Pero sólo en las cosas menores. En realidad, he sido un cobarde. El consciente que no huye, que permanece en el mundo prosaico y difícil donde nació y donde se educó, éste es el que demuestra heroísmo. Este es el auténtico heroísmo anónimo, el que consiste en enfrentarse todos los días con la vida, con el trabajo rutinario, con la vida conyugal, con la procreación, y consigue ennoblecer y dignificar todo ello. La euforia que suscitan las islas remotas, las palmeras y las doncellas de tez oscura sólo tiene su lugar en los sueños. Si la vida está por debajo de estos ensueños, entonces la misión del hombre de verdad es hacer mejor esta vida, enaltecerla, luchar por ella en su casa, en su pueblo, en su barrio y en su patria. Lo principal es saber afrontar la vida cara a cara en el propio campo de batalla y esto es lo que voy a intentar. Este es el motivo que me impulsa a volver… uno de los motivos.
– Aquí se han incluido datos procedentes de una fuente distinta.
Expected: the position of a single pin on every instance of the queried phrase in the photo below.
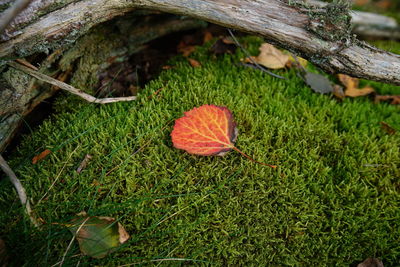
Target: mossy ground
(333, 200)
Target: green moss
(334, 199)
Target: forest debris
(68, 87)
(223, 45)
(338, 91)
(98, 236)
(20, 190)
(270, 57)
(351, 85)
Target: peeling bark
(283, 22)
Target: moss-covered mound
(333, 200)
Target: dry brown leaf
(270, 57)
(228, 40)
(84, 163)
(41, 156)
(351, 85)
(194, 63)
(395, 99)
(338, 91)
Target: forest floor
(334, 198)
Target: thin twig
(12, 12)
(252, 60)
(72, 240)
(68, 87)
(159, 260)
(20, 189)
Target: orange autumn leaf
(207, 130)
(40, 156)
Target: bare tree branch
(20, 189)
(68, 87)
(288, 24)
(12, 12)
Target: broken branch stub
(312, 32)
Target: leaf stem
(250, 158)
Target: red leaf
(207, 130)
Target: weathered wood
(289, 24)
(90, 55)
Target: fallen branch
(19, 188)
(12, 12)
(369, 25)
(288, 24)
(67, 87)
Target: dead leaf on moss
(84, 163)
(338, 91)
(97, 236)
(351, 85)
(318, 83)
(387, 128)
(270, 57)
(207, 130)
(394, 99)
(194, 63)
(40, 156)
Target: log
(90, 55)
(320, 34)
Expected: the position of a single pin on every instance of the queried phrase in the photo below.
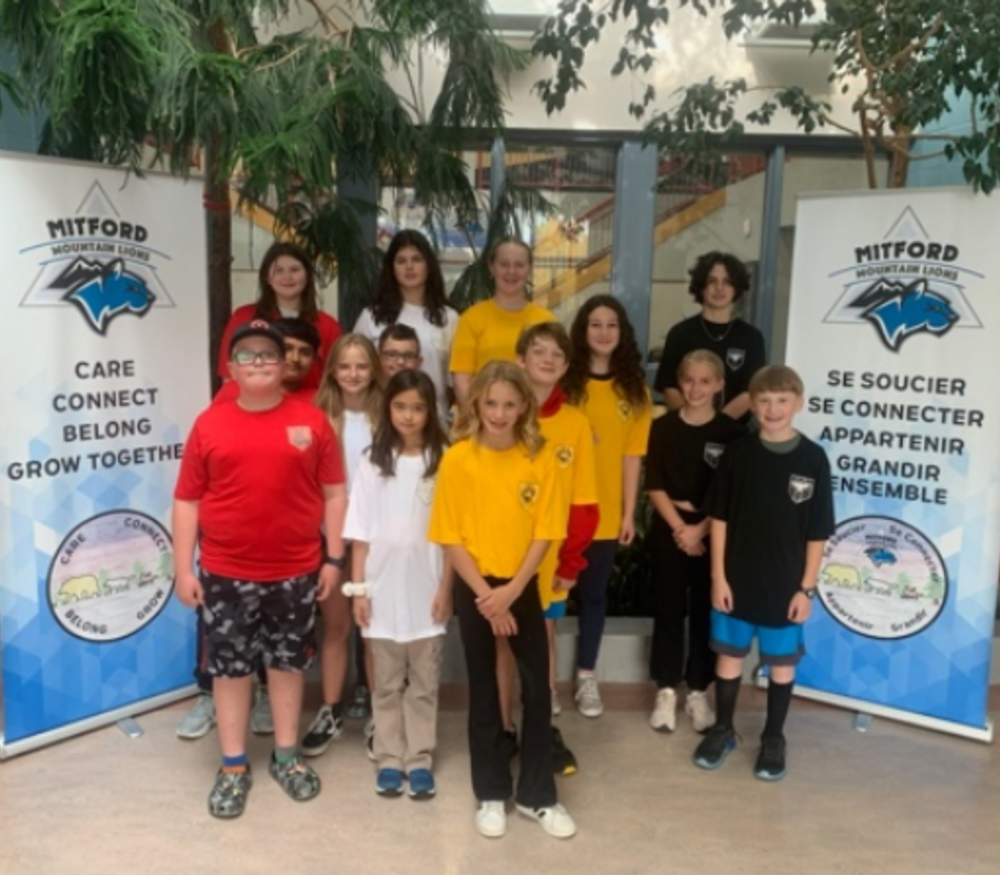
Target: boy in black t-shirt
(718, 281)
(771, 509)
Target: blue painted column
(632, 234)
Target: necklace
(712, 337)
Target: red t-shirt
(329, 330)
(258, 478)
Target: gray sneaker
(229, 795)
(588, 697)
(297, 778)
(199, 720)
(261, 719)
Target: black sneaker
(509, 742)
(563, 761)
(715, 747)
(360, 706)
(326, 727)
(771, 758)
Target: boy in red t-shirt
(260, 475)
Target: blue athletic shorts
(731, 636)
(556, 610)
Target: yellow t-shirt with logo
(572, 440)
(487, 332)
(496, 502)
(618, 432)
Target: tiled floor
(894, 800)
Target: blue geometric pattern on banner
(51, 678)
(943, 671)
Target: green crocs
(229, 795)
(297, 778)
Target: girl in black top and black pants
(685, 448)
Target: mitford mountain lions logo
(904, 285)
(97, 262)
(102, 291)
(882, 578)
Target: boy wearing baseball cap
(260, 571)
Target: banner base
(98, 721)
(865, 711)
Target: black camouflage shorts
(247, 622)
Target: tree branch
(910, 48)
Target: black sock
(726, 692)
(779, 698)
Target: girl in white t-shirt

Hizo una pausa y esperó, pero Claire permanecía callada.

—Claire —dijo Courtney—. ¿No me preguntas cuál es el segundo motivo que tengo para volver?

Ella guardó silencio.

—Tú, Claire. Te amo. Te he amado desde el primer día que viniste. Quiero estar cerca de ti, donde tú estés, lo quieras o no.

Ella notaba su propia respiración en la oscuridad. Los tumultuosos latidos de su propio corazón la asustaban.

—Tom… ¿Lo dices… lo dices de verdad?

—Son las palabras más verdaderas que he pronunciado en toda mi vida. Te amo de tal manera, que ni siquiera puedo hablar ni pensar de manera coherente. Te he querido desde que llegaste aquí, te quiero esta noche, te querré durante el resto de mi vida. Esto es todo cuanto atino a decir… y lo que temía decirte, hasta ahora.